Operation CHARM: Car repair manuals for everyone.

Evaporative Emissions System: Description and Operation

Evaporative Emissions Hose Routing:







CONTROL OF FUEL VAPORS
The evaporative emission control system (EECS) limits fuel vapor escape into the atmosphere. The system transfers fuel vapor from a sealed fuel tank, through a single vapor pipe, to an activated carbon (charcoal) storage device (EVAP vapor canister) that stores the vapors when the vehicle is not operating. When the engine is running with coolant temperature above 70°C (158°F), the vehicle speed above one mile per hour, and more than four percent TPS, fuel vapor is purged from the carbon element by intake air flow and consumed in the normal combustion process.

Fuel vapors from the fuel tank are purged and flow into the EVAP vapor canister tube labeled fuel tank and are absorbed by the carbon. The EVAP canister is purged when the engine is running above idle speed. A timed vacuum source is applied to the EVAP vapor canister tube labeled EVAP canister purge to draw fresh air through the air inlet, at the top of the EVAP canister. This air flows through a tube to the bottom of the EVAP canister and forces the vapors out of the EVAP canister purge line.

EVAP CANISTER CONTROL
The PCM controls the EVAP canister purge system by energizing and de-energizing the EVAP canister purge solenoid by supplying a ground for the solenoid. When the solenoid is energized, fuel vapors are drawn, by timed vacuum, into the intake manifold where they are burned in the combustion process.

The fuel system used is of the non-venting type.

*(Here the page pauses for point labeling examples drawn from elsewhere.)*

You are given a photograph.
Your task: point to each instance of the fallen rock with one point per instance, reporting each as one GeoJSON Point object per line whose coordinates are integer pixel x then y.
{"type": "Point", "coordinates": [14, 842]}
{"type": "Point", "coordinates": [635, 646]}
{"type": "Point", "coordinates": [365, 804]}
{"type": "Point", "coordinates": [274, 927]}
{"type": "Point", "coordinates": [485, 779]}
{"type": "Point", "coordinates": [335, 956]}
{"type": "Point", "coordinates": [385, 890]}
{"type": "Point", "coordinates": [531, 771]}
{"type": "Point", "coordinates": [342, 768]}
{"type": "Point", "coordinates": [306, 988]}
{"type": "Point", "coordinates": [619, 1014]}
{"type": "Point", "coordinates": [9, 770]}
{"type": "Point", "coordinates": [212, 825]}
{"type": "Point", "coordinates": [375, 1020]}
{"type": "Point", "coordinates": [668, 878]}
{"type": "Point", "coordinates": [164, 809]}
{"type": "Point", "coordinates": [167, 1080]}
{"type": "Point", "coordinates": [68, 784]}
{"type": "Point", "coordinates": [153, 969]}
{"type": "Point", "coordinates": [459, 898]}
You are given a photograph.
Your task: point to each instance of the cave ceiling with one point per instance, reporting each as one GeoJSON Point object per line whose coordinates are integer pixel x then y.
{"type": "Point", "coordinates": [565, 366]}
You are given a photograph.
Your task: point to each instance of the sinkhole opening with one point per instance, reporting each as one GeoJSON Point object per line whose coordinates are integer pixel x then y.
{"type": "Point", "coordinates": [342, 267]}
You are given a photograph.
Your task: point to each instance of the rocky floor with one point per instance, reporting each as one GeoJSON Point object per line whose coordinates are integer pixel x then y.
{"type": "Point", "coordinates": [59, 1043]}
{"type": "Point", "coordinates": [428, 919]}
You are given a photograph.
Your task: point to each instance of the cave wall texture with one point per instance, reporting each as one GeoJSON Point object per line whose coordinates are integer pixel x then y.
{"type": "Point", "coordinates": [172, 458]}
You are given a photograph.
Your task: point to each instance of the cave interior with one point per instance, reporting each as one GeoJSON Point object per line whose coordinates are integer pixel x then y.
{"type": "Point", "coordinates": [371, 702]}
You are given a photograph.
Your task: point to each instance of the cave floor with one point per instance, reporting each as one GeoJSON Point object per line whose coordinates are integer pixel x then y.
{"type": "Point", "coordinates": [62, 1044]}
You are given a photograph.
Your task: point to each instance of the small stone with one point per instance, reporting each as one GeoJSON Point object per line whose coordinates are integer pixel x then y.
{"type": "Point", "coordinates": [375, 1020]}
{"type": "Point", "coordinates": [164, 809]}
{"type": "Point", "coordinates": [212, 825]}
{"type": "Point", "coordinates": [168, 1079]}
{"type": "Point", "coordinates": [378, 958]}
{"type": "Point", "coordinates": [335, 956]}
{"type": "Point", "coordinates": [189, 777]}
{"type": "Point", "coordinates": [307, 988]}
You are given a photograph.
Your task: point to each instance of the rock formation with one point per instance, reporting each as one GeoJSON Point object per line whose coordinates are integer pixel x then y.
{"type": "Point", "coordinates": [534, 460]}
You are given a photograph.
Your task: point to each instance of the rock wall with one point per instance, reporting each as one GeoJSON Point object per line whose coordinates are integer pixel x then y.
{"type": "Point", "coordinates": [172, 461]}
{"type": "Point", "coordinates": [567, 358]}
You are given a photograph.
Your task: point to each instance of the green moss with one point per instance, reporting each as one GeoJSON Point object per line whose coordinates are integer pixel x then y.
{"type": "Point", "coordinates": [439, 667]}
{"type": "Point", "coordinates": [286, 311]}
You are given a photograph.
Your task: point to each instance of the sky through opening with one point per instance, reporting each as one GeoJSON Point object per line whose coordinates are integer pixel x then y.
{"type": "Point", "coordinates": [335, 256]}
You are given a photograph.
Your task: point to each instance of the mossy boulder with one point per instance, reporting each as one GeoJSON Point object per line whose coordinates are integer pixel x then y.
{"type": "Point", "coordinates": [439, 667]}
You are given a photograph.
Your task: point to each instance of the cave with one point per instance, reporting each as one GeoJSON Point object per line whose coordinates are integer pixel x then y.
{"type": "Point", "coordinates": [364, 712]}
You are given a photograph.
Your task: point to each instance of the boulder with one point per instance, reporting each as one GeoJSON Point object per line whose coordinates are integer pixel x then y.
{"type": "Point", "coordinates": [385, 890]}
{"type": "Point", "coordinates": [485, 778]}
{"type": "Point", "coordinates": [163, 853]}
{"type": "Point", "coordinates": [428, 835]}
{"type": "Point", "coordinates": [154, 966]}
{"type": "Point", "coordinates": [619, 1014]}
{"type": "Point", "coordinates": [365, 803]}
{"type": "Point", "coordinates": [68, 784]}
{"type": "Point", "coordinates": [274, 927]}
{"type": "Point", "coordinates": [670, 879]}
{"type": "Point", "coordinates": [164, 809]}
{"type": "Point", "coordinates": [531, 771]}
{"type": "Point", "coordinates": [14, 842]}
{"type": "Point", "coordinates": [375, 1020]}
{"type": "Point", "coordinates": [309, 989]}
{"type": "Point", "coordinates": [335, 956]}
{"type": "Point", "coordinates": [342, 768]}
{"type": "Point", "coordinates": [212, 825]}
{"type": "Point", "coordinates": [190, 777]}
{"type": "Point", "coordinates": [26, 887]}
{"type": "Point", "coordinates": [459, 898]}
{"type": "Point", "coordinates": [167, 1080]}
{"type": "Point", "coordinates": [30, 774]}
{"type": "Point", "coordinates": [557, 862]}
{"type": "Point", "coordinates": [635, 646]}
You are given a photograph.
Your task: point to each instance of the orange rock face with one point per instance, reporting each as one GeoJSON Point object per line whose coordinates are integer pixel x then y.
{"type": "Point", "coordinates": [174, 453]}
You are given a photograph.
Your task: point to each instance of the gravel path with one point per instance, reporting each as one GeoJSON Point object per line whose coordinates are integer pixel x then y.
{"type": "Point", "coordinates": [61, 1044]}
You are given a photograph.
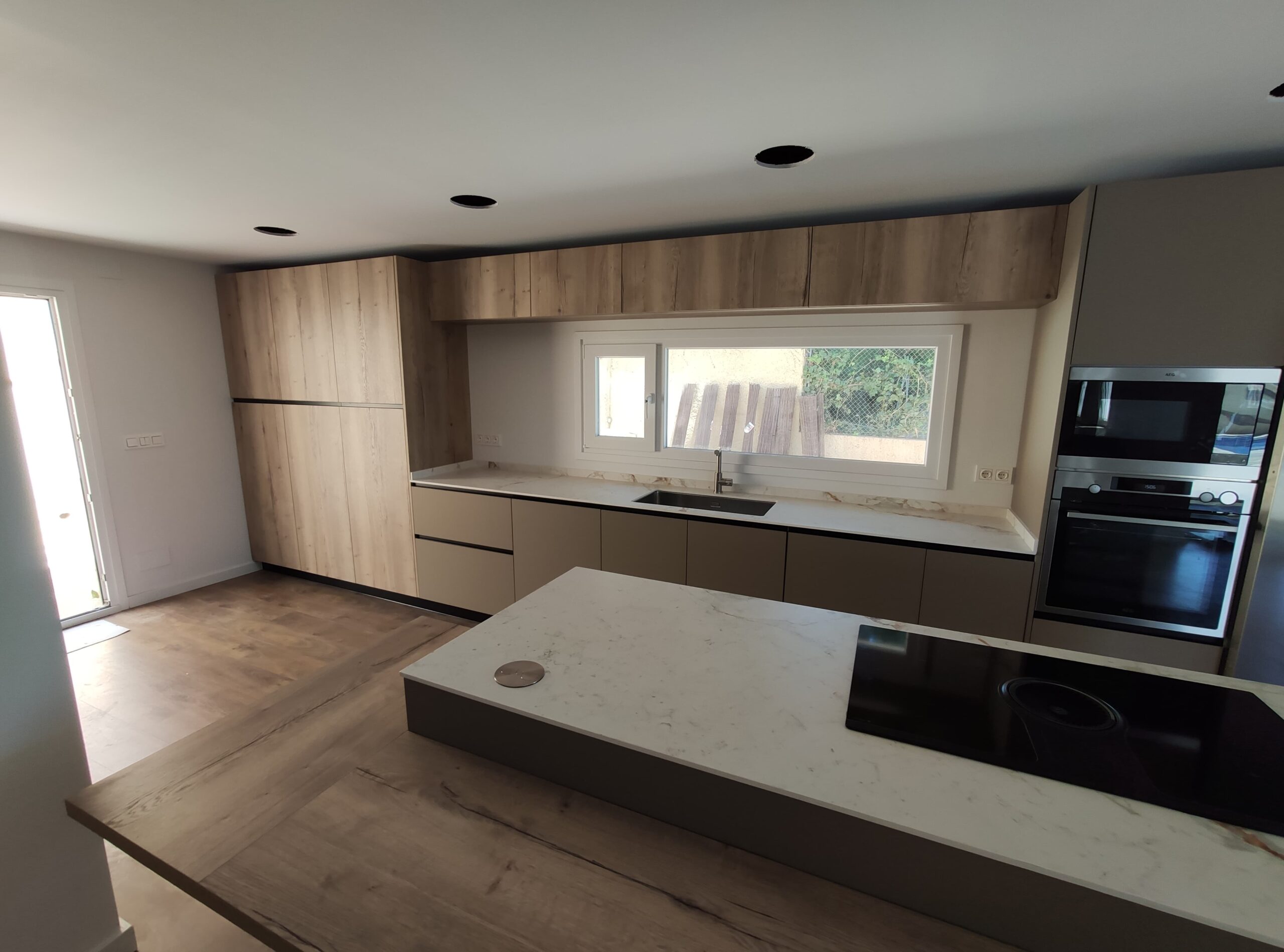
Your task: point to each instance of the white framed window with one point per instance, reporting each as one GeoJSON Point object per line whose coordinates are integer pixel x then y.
{"type": "Point", "coordinates": [619, 396]}
{"type": "Point", "coordinates": [830, 404]}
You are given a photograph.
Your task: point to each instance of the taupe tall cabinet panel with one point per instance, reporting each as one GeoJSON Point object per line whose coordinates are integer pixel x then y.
{"type": "Point", "coordinates": [265, 469]}
{"type": "Point", "coordinates": [550, 539]}
{"type": "Point", "coordinates": [315, 441]}
{"type": "Point", "coordinates": [848, 575]}
{"type": "Point", "coordinates": [305, 345]}
{"type": "Point", "coordinates": [741, 559]}
{"type": "Point", "coordinates": [249, 340]}
{"type": "Point", "coordinates": [1186, 273]}
{"type": "Point", "coordinates": [978, 594]}
{"type": "Point", "coordinates": [379, 512]}
{"type": "Point", "coordinates": [364, 318]}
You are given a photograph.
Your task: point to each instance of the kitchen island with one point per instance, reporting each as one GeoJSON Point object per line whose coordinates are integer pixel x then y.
{"type": "Point", "coordinates": [742, 694]}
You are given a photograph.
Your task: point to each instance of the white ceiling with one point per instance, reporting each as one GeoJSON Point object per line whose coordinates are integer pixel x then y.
{"type": "Point", "coordinates": [179, 125]}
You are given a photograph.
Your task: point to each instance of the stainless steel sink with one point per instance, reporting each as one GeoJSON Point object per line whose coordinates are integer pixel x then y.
{"type": "Point", "coordinates": [716, 504]}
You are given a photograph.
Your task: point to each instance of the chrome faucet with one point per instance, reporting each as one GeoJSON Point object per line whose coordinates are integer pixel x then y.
{"type": "Point", "coordinates": [719, 482]}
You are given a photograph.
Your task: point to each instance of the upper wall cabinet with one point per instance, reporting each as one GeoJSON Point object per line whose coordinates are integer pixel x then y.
{"type": "Point", "coordinates": [1186, 273]}
{"type": "Point", "coordinates": [573, 282]}
{"type": "Point", "coordinates": [364, 316]}
{"type": "Point", "coordinates": [717, 273]}
{"type": "Point", "coordinates": [1006, 259]}
{"type": "Point", "coordinates": [480, 289]}
{"type": "Point", "coordinates": [305, 345]}
{"type": "Point", "coordinates": [249, 341]}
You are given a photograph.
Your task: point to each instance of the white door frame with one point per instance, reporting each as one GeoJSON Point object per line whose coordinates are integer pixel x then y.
{"type": "Point", "coordinates": [62, 298]}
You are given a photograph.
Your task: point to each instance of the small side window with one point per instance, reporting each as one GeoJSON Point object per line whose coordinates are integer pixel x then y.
{"type": "Point", "coordinates": [619, 396]}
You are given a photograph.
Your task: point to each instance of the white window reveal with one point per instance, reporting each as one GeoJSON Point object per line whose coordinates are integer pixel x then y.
{"type": "Point", "coordinates": [619, 396]}
{"type": "Point", "coordinates": [822, 404]}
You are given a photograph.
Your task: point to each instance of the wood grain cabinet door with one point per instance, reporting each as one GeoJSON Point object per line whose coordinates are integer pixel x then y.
{"type": "Point", "coordinates": [378, 485]}
{"type": "Point", "coordinates": [265, 467]}
{"type": "Point", "coordinates": [305, 345]}
{"type": "Point", "coordinates": [573, 282]}
{"type": "Point", "coordinates": [315, 437]}
{"type": "Point", "coordinates": [1010, 259]}
{"type": "Point", "coordinates": [717, 273]}
{"type": "Point", "coordinates": [249, 338]}
{"type": "Point", "coordinates": [364, 321]}
{"type": "Point", "coordinates": [550, 539]}
{"type": "Point", "coordinates": [741, 559]}
{"type": "Point", "coordinates": [976, 594]}
{"type": "Point", "coordinates": [643, 545]}
{"type": "Point", "coordinates": [849, 575]}
{"type": "Point", "coordinates": [496, 287]}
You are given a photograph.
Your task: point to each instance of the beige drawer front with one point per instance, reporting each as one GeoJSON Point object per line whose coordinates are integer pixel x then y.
{"type": "Point", "coordinates": [473, 578]}
{"type": "Point", "coordinates": [854, 576]}
{"type": "Point", "coordinates": [462, 517]}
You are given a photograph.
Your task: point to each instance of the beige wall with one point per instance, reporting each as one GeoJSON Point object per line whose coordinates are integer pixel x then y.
{"type": "Point", "coordinates": [56, 895]}
{"type": "Point", "coordinates": [154, 359]}
{"type": "Point", "coordinates": [1049, 356]}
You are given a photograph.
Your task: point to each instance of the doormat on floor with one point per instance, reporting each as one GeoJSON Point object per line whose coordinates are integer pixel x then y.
{"type": "Point", "coordinates": [90, 634]}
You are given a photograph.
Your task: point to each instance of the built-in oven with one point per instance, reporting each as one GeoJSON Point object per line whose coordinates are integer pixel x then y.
{"type": "Point", "coordinates": [1192, 422]}
{"type": "Point", "coordinates": [1155, 555]}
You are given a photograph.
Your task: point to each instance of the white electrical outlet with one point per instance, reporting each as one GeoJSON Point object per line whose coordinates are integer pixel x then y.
{"type": "Point", "coordinates": [144, 441]}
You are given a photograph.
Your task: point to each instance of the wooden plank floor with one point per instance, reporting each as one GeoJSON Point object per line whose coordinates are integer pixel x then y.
{"type": "Point", "coordinates": [185, 663]}
{"type": "Point", "coordinates": [312, 820]}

This means that the fuel vapors that build-up inside the fuel tank are not released into the atmosphere. Instead they are directed through a hose to a charcoal canister located in the engine compartment. These fuel vapors are stored within the charcoal canister until the PCM decides that engine conditions are acceptable for the vapors to be drawn from the charcoal canister into the combustion chambers. The PCM uses a normally closed EVAP canister purge solenoid to control these vapors.

With the EVAP canister purge solenoid not energized, a valve within the solenoid body is closed and fuel vapors remain trapped within the charcoal canister. When the PCM supplies a ground for the solenoid, the solenoid energizes and opens the valve. This allows fuel vapors to be drawn by engine vacuum from the charcoal canister into the intake manifold where it will be burned inside the cylinders along with the normal combustion process.